A recent study analyzed the reasons for clinical failures for 410 drugs that entered testing between 2000 and 2009. The results show that commercial viability and efficacy are key reasons for failure in phases one and two of clinical trials. However, it seems crazy to make such huge investments into the development of a new drug without having any idea if it will ‘stick to the wall’ when it comes to clinical trials.
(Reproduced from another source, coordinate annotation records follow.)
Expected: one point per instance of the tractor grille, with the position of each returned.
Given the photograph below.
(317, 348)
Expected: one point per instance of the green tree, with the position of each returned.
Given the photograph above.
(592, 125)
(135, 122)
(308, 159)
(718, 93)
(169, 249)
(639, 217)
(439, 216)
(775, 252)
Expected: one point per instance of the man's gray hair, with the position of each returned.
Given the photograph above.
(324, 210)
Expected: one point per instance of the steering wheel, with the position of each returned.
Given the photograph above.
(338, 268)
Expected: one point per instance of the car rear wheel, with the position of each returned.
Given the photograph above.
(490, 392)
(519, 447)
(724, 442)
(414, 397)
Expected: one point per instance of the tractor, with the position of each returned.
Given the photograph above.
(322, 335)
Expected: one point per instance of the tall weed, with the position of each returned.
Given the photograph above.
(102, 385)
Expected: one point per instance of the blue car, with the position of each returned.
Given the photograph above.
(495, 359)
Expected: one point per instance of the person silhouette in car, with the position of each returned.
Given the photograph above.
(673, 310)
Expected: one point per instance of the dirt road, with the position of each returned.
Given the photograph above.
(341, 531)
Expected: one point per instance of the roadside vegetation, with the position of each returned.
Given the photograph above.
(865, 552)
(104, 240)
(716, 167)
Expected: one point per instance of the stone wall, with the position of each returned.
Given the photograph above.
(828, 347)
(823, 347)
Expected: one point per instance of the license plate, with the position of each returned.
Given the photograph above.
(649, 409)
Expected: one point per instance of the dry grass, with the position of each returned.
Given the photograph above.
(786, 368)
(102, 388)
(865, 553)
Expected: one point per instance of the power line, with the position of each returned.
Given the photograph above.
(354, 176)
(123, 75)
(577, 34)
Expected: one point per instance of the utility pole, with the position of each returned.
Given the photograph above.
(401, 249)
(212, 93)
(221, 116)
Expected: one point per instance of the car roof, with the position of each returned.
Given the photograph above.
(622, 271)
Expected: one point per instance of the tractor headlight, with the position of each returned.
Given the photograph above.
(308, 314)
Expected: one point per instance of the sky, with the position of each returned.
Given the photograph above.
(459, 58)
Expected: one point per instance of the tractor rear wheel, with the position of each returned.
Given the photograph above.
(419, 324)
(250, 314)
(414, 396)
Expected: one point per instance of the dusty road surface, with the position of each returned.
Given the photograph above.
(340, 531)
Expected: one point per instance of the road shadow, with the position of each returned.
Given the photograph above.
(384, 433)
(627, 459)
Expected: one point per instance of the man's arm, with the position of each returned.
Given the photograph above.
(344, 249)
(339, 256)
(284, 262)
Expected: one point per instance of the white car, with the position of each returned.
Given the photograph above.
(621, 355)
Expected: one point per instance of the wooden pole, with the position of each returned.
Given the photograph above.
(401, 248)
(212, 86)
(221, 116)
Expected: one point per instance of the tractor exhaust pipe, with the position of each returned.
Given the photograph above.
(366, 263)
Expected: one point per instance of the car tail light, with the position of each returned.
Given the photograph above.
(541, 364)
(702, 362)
Commercial viability is linked to proper analysis up front of the potential market for the drug i.e. the total number of patients, combined with all the other cost factors of getting to market, manufacturing, sales and marketing, as well as speed to market. Given that commercial viability is the biggest cause of failure in phase one, should these projects perhaps be shelved before trials begin? Knowing whether the new drug will make money before running it through testing makes sense but it does require more work up front around social factors and patient stratification, combined with deep disease knowledge, such as mechanism of action and disease pathways.
In phase two trials you can kind of understand efficacy being a big problem. Challenges include uncertainty around whether a drug will work in humans, dosing, and the unpredictable nature of PK and ADME when comparing humans with other species in earlier development testing. Mapping animal to human models poses a translational problem. Often the issue is around available data and data integration. Researchers need all preclinical data aggregated with available clinical trial and post-licence data to be able to really delve into the complex relationships that obviously exist.
So a paradigm shift is due. Organizations must be able to stratify data and leverage corporate knowledge to validate target populations properly and to better estimate commercial viability. Understanding the market size and patient demographic from the outset is vital. Access to all patient, research and development (R&D), and external data about diseases and how drugs work in animals and humans can provide the big picture, and help drive the translational knowledge of the science to better predict pharmacological behaviors.
The solution? Bringing all the data together in a meaningful manner at each stage of the development-research, preclinical development and clinical stages will lead to better clinical outcomes down the line with less risk of failure. No noodle throwing involved.